Track estimator time on each quote before and after the agent. Target: 70% reduction in data-extraction and drafting time. Measure from drawing receipt to draft-ready-for-review.
Percentage of agent drafts accepted with minor or no edits. Target: >90% in Stage 2 before advancing. Track by agent type — estimating, compliance, RFI — separately.
Errors that got through review and reached a client or external document. Target: zero. Any escape is a serious event requiring immediate prompt review and process debrief.
Number of POs past due date at any given time. The procurement agent should drive this down by catching at-risk items earlier. Track weekly — the trend matters as much as the number.
Time from NCR raised to NCR closed. The compliance agent speeds up the raising and documentation — but close-out still requires engineering resolution. Track to ensure agents aren't creating a backlog.

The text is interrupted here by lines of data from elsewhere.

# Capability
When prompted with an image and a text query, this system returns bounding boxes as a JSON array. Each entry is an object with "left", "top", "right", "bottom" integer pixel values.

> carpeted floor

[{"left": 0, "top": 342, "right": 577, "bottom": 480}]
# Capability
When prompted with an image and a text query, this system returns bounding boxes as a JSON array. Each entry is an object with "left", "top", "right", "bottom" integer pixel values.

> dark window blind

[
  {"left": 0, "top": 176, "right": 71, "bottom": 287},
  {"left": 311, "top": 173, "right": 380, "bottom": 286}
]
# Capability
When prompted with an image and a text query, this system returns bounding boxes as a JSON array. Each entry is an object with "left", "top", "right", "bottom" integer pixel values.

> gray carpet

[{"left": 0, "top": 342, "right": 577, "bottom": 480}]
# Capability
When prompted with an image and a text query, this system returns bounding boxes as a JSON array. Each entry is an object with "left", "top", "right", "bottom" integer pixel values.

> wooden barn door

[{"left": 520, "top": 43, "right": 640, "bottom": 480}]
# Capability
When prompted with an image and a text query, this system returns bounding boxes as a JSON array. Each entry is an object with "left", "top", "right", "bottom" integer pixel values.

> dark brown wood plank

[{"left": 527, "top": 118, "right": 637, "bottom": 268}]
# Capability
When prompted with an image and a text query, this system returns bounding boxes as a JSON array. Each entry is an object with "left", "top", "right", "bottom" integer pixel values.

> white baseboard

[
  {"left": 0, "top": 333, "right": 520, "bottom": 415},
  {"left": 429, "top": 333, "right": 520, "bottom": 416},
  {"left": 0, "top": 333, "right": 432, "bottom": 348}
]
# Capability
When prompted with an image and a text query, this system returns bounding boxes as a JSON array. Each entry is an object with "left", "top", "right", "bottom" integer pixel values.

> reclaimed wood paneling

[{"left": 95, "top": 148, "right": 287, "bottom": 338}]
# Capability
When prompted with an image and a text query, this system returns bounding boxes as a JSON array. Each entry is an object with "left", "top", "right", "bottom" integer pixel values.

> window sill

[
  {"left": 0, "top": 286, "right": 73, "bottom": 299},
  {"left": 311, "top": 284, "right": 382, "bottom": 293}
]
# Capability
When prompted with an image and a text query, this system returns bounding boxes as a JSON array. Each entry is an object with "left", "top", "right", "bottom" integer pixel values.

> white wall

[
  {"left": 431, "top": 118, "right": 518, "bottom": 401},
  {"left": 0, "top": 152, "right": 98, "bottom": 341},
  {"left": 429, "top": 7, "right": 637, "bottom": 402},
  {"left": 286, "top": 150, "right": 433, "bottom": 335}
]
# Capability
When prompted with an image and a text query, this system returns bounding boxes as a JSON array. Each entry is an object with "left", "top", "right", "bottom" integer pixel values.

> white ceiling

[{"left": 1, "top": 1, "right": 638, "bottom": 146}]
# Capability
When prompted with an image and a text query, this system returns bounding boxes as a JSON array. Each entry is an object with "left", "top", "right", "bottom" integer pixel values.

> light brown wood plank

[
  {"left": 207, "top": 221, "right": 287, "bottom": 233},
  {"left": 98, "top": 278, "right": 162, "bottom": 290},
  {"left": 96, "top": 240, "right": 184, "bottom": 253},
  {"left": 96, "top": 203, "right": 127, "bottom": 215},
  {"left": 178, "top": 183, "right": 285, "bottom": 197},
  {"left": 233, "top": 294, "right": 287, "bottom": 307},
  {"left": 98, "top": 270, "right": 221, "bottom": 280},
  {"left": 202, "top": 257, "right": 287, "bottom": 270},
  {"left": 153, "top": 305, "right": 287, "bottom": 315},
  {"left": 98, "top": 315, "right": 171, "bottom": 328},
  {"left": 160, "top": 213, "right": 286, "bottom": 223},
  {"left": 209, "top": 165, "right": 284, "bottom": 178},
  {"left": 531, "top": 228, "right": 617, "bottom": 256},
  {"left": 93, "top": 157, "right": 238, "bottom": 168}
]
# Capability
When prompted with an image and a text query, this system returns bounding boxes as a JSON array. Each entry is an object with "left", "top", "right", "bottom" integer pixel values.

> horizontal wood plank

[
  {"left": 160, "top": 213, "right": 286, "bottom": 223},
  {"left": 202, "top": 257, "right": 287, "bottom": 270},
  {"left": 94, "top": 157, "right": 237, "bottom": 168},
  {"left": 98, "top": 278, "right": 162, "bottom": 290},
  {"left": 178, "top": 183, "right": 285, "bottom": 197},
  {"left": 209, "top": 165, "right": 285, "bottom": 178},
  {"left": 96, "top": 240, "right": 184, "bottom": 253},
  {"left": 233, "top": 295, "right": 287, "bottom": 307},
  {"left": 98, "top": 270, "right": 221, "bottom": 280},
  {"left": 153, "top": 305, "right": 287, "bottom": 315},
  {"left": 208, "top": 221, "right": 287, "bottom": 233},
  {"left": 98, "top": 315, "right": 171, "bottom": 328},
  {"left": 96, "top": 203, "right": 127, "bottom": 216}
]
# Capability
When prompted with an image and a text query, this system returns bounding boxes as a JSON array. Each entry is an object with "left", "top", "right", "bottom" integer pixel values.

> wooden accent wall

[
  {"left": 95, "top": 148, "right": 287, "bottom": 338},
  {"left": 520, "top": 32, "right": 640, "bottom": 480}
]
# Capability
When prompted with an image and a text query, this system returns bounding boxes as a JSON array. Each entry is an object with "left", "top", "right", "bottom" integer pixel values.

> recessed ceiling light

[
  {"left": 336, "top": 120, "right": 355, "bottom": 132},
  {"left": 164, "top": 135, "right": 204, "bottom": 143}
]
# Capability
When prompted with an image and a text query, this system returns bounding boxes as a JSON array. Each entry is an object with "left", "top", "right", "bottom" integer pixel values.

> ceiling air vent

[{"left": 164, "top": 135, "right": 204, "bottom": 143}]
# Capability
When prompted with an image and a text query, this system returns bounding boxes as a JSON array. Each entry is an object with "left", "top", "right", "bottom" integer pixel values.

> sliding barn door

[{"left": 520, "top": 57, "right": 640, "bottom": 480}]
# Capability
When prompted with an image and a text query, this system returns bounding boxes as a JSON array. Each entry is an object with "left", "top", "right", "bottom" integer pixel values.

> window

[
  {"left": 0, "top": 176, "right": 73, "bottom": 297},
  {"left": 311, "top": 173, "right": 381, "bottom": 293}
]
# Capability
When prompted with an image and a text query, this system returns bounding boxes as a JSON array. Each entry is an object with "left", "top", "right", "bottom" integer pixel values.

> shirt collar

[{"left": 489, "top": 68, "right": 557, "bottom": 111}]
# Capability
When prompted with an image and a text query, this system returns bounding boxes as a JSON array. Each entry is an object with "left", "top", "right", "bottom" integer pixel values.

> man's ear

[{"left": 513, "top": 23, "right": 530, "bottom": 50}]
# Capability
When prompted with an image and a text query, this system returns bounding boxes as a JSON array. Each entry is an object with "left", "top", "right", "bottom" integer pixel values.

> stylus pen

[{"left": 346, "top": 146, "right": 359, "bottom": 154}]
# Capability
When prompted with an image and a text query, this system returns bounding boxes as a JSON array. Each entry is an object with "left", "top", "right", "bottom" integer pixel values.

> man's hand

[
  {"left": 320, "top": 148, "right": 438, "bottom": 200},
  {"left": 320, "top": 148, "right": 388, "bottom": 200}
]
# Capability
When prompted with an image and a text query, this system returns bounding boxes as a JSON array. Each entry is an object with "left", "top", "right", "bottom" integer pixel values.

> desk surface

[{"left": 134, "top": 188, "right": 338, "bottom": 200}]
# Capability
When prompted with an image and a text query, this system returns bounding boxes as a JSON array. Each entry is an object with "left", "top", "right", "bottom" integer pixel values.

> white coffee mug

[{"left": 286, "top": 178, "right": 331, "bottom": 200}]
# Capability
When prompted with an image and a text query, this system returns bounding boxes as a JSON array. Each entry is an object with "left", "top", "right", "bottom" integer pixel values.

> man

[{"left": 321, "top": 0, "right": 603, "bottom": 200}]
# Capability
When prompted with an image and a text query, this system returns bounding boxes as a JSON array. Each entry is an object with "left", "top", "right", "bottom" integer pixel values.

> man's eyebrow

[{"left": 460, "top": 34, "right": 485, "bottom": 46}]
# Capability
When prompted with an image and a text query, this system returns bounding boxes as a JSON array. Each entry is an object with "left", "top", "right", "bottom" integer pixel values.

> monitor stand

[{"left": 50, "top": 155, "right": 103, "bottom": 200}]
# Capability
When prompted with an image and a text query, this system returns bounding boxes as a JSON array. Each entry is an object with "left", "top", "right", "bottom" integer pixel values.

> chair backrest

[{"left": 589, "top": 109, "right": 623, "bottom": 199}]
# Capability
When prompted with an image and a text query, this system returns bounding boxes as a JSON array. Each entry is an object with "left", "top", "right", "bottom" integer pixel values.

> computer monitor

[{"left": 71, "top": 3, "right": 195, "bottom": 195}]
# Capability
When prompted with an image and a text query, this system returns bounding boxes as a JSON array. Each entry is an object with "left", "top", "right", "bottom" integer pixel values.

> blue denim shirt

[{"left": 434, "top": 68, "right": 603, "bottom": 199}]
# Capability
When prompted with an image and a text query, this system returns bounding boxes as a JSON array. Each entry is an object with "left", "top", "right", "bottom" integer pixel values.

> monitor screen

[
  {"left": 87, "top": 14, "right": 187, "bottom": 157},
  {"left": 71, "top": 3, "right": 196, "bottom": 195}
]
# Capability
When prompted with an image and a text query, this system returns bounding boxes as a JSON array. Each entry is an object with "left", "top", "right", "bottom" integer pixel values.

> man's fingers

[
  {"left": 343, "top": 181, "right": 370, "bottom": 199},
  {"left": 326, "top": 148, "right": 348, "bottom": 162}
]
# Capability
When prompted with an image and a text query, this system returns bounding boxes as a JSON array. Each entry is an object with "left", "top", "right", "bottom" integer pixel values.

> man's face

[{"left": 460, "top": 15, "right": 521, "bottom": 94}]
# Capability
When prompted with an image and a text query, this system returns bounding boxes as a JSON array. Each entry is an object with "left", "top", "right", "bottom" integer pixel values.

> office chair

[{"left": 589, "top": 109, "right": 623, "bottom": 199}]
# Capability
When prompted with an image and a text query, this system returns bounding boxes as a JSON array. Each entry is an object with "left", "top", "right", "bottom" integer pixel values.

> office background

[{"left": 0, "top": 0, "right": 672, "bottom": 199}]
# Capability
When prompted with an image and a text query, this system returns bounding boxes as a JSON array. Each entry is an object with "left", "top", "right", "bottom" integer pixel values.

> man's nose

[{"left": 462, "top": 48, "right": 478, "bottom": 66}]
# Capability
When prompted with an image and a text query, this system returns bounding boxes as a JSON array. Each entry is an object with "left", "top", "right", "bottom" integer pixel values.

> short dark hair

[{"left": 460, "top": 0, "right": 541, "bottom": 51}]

How many team members are actively using each agent tool after 3 months? Voluntary adoption is the real measure of success. If people aren't using it without being told to, something is wrong — with the tool, the training, or the change management.
Hands-on exercise: your deployment plan
This is the capstone exercise for the course. Each person or small group produces a one-page deployment plan for the estimating agent pilot. Bring it to the final session for group review.
- Name your agent owner Who at Normoyle will own the estimating agent? They write and maintain the system prompt, run the monthly audit, and are the escalation point if something goes wrong. Write down the name.
- Define your Stage 1 test set List 5 past quotes you'll use to test the agent before it touches live work. Choose a range: two simple jobs, two medium complexity, one complex. Write down the job reference and what you'll measure.
- Set your Stage 2 success threshold What acceptance rate do you need to see before moving to spot-check review? (Recommended: 90%.) What does "accepted with minor edits" mean in your context? Write it down so there's no ambiguity.
- Define your rollback trigger At what error rate will you roll back from Stage 3 to Stage 2? Who makes that call? How quickly? Write it down.
- Identify your data controls Which Claude plan will Normoyle use for the estimating agent? Is a data processing agreement in place? Which data types will the agent touch — and are they all permitted under the rules in this module?
- Write three sentences for your team Using the change management guidance above, write what you'll say to: (a) the estimator who'll use the agent, (b) the PM who signs off quotes, and (c) any team member who asks "will this replace my job?"